Computational analysis of natural science experiments often confronts noisy data due to natural variability in environment or measurement. Drawing conclusions in the face of such noise entails a statistical analysis. Parametric statistical methods assume that the data is a sample from a population that can be characterized by a specific distribution (e.g., a normal distribution). When the assumption is true, parametric approaches can lead to high confidence predictions. However, in many cases particular distribution assumptions do not hold. In that case, assuming a distribution may yield false conclusions. The companion book Statistics is Easy, gave a (nearly) equation-free introduction to nonparametric (i.e., no distribution assumption) statistical methods. The present book applies data preparation, machine learning, and nonparametric statistics to three quite different life science datasets. We provide the code as applied to each dataset in both R and Python 3. We also include exercises for self-study or classroom use.
Autorentext
Manpreet Singh Katari is a Clinical Associate Professor and the Coordinator of Computational Studies in the Biology Department of New York University.
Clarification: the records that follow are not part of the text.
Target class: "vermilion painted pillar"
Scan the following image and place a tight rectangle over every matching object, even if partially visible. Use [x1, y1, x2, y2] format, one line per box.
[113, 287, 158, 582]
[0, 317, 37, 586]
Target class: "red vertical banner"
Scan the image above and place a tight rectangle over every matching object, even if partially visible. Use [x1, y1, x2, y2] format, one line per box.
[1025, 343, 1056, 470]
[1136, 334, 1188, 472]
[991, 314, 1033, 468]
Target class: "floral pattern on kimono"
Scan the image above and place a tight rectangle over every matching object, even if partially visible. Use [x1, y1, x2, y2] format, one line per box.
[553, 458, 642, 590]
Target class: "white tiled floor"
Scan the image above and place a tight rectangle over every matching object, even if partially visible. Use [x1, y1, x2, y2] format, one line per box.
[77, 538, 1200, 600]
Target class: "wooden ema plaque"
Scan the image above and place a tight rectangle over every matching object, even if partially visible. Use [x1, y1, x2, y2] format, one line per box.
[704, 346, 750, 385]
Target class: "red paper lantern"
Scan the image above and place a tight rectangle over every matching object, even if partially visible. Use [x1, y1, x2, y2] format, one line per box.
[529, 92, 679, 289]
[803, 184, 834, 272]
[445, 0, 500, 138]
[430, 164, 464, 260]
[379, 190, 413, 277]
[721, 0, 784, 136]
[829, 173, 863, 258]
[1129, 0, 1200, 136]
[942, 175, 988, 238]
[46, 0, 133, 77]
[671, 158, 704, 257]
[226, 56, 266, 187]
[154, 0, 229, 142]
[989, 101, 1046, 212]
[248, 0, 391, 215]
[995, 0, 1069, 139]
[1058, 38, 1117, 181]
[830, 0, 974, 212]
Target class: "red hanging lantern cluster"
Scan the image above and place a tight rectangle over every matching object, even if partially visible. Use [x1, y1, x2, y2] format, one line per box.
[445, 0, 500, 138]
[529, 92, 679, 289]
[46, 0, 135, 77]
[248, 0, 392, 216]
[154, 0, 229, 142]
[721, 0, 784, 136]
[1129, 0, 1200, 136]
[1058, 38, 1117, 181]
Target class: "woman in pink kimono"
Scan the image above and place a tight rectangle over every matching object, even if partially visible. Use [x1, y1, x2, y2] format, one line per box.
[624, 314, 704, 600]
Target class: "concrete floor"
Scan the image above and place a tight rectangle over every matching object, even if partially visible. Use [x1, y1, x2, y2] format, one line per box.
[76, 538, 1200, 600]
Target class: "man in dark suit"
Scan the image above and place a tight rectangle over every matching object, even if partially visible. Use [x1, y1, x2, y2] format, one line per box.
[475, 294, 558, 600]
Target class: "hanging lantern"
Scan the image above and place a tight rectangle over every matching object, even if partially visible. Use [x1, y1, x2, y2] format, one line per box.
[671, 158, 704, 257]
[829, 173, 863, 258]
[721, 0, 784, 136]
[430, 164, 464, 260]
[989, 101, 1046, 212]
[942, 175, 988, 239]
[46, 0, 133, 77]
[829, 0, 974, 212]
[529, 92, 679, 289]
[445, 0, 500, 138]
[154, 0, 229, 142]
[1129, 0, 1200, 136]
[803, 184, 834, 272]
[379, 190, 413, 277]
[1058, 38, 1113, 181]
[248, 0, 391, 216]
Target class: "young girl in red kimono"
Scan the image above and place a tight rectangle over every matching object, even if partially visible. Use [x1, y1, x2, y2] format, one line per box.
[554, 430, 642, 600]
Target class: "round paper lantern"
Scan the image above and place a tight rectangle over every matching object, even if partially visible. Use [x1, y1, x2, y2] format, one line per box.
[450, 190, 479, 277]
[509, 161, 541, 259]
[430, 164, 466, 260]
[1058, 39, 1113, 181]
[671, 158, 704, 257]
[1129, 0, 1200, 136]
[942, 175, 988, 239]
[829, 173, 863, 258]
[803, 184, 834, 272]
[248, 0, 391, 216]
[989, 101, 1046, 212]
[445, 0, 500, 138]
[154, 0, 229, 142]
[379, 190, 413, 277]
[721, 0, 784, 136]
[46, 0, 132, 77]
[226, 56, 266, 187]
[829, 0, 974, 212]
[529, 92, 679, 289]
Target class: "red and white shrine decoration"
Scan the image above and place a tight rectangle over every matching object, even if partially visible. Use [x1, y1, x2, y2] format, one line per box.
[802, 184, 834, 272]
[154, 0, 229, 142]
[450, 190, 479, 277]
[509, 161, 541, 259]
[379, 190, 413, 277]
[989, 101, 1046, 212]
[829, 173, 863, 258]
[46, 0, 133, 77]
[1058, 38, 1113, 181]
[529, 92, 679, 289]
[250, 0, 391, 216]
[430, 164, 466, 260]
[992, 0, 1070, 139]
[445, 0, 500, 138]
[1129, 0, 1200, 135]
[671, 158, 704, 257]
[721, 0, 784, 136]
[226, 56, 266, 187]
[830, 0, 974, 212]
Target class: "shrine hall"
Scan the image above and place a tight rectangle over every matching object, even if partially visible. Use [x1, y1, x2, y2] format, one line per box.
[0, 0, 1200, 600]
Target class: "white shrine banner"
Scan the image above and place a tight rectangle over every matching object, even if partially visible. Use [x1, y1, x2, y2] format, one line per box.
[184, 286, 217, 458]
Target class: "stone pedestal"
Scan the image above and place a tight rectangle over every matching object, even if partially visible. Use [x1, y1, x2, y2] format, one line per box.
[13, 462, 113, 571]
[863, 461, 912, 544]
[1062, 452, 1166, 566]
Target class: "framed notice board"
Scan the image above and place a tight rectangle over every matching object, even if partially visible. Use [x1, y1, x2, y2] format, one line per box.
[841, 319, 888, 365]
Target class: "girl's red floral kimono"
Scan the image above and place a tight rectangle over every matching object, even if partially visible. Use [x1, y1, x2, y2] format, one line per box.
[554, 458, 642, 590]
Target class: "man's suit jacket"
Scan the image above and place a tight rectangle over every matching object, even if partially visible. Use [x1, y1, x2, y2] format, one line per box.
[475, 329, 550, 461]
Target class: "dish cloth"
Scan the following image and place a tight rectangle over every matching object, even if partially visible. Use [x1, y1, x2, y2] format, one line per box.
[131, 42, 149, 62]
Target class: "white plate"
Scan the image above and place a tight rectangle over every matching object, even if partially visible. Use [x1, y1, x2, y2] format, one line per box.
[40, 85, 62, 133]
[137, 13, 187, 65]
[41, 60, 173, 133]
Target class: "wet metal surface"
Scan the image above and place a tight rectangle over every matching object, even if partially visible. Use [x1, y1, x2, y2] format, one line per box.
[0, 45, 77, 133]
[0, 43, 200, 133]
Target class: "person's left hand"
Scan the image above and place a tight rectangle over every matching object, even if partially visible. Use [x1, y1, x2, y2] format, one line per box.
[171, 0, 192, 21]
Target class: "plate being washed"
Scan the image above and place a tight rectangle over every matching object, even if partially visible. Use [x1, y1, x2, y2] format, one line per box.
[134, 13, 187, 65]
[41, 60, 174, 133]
In addition to teaching courses ranging from Statistics, Programming, Machine Learning, and Analysis of Next-Generation Sequencing Data, he also collaborates with researchers in the area of Plant Systems Biology. His main passion is in developing software that empowers researchers to analyze, integrate, and visualize large-scale genomic datasets. Although his work has been primarily in the model plant species Arabidopsis thaliana he has applied his knowledge to many crops, such as Rice, Corn, Banana, and Cassava, and also to human disease datasets such as cancer.